This repository is an official implementation of the paper Neural Subgraph Isomorphism Counting.
We propose a learning framework which augments different representation learning architectures and iteratively attends pattern and target data graphs to memorize subgraph isomorphisms for the global counting.
We can use the minimum code (with the minimum lexicographic order) defined by Xifeng Yan to convert a graph to a sequence and use sequence models, e.g., CNN, LSTM, and Transformer-XL. A more direct apporach is to use graph covlutional networks to learn representations, e.g., RGCN, RGIN.
As for the interaction module, simple pooling is obviously not enough. We design the Memory Attention Predict Network (MemAttnPredictNet) and Dynamic Intermedium Attention Memory (DIAMNet), you can try them in the following reproduction part.
- tqdm
- numpy
- pandas
- scipy
- tensorboardX
- python-igraph == 0.9.11
- torch >= 1.3.0
- dgl == 0.4.3post2
The data in the KDD paper is available at OneDrive.

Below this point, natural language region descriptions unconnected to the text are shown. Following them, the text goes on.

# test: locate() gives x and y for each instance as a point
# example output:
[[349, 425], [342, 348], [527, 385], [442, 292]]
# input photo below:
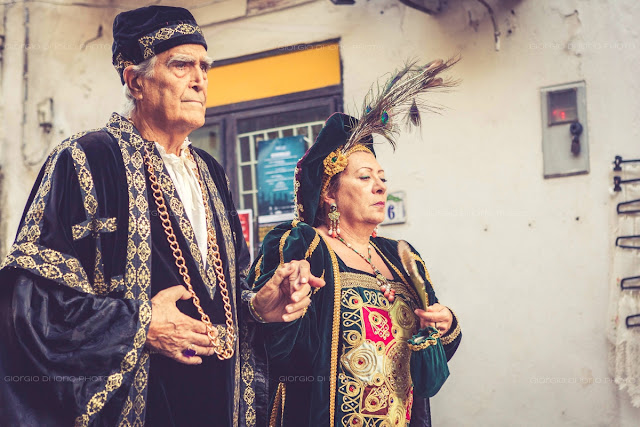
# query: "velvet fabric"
[[429, 368], [62, 346], [133, 33], [300, 352], [310, 169]]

You can also generate data by modifying run.py
to set CONFIG
and run
cd generator
python run.py
For the MUTAG data, you can use the mutag_convertor.py
to generate the raw graphs.
cd convertor
python mutag_convertor.py
You can use generator\mutag_generator.py
to generate patterns. But be careful of duplications.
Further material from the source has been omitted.